Desde las oficinas de la CGT en Azopardo, los dirigentes sindicales contemplan este espectáculo con la sabiduría de quienes han visto caer imperios por la soberbia de sus conductores. Saben que la historia argentina está llena de oportunidades desperdiciadas por quienes confundieron el poder con el capricho personal.
En el fondo, lo que Macri no comprende -y lo que el peronismo aprendió en sus largas travesías del desierto- es que la política es un juego de resistencia, no de vanidades. Mientras el expresidente juega al ajedrez consigo mismo, volteando el tablero cada vez que no le gusta el resultado, el movimiento nacional observa desde la paciencia histórica de quien sabe que todos los imperios caen, especialmente aquellos que se devoran a sí mismos.
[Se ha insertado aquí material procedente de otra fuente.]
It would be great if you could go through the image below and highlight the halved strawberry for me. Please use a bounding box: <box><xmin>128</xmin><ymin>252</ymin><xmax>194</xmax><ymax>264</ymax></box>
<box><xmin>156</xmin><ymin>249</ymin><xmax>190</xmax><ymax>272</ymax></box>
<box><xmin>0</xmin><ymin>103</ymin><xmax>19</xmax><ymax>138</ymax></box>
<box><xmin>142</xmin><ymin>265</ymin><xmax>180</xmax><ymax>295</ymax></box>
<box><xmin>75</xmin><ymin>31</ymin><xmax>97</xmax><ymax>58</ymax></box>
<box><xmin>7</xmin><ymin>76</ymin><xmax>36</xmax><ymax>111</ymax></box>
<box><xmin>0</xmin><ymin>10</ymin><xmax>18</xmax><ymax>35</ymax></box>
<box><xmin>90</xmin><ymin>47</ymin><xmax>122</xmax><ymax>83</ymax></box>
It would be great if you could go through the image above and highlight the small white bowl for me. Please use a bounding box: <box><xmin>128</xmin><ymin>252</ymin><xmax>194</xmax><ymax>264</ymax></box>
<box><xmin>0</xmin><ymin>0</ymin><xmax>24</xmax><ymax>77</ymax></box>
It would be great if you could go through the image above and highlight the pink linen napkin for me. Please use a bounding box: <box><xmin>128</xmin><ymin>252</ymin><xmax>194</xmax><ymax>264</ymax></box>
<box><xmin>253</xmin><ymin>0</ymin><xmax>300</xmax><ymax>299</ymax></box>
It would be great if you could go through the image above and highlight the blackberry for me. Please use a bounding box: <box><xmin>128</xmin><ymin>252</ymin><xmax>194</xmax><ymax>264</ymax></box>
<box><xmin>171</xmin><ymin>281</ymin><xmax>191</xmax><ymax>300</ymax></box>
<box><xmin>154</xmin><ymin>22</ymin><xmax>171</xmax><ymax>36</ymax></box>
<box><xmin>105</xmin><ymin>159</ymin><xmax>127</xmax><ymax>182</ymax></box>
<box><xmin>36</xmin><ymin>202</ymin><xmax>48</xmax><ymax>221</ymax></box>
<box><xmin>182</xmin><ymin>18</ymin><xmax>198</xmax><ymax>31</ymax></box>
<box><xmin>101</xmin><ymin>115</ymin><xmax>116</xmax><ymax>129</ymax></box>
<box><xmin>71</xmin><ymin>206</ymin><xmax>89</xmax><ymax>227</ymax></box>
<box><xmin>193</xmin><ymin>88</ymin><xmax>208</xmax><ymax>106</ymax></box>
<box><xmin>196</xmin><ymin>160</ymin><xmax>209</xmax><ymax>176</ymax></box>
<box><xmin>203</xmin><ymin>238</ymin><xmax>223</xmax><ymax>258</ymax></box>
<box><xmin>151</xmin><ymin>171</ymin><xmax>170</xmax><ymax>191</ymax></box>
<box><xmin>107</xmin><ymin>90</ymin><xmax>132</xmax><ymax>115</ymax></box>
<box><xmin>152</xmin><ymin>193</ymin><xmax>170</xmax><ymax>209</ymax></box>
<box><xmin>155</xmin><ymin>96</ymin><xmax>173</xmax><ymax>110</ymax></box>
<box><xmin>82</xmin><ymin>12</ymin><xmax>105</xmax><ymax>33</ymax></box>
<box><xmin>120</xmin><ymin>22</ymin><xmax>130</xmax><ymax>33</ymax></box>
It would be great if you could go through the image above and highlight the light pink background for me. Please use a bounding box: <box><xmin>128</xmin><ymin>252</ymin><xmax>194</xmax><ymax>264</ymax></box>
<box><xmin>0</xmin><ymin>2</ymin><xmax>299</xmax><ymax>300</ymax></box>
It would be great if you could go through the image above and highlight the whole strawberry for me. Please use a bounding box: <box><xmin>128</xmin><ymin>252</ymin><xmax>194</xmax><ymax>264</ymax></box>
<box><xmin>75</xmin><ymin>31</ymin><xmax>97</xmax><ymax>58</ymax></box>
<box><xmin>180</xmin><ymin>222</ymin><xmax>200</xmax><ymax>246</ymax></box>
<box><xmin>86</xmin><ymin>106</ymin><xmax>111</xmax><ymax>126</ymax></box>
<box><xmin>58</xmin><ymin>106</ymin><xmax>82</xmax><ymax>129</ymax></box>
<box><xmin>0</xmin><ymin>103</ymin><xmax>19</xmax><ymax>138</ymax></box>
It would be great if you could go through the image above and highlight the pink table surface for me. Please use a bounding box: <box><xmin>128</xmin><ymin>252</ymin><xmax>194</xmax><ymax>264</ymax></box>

En esta Argentina convulsionada, donde la condena de una expresidenta debería marcar el fin de una era, la paradoja final es que quien podría heredar el poder no será quien más lo combatió, sino quien mejor supo esperar. El peronismo, como el río de Heráclito, permanece siendo el mismo precisamente porque nunca deja de cambiar. Macri, atrapado en su laberinto de espejos, ha elegido la inmutabilidad del resentimiento. Y en política, como en la vida, quien no se adapta, perece.
El epitafio del PRO podría escribirse con palabras del propio Maquiavelo: los hombres son tan simples y obedecen de tal manera a las necesidades del momento, que el que engaña encontrará siempre quien se deje engañar. La diferencia es que esta vez, Mauricio Macri es tanto el engañador como el engañado, protagonista de una tragedia política cuyo único ganador será aquel que tuvo la paciencia de observar desde las sombras mientras sus enemigos se destruían mutuamente.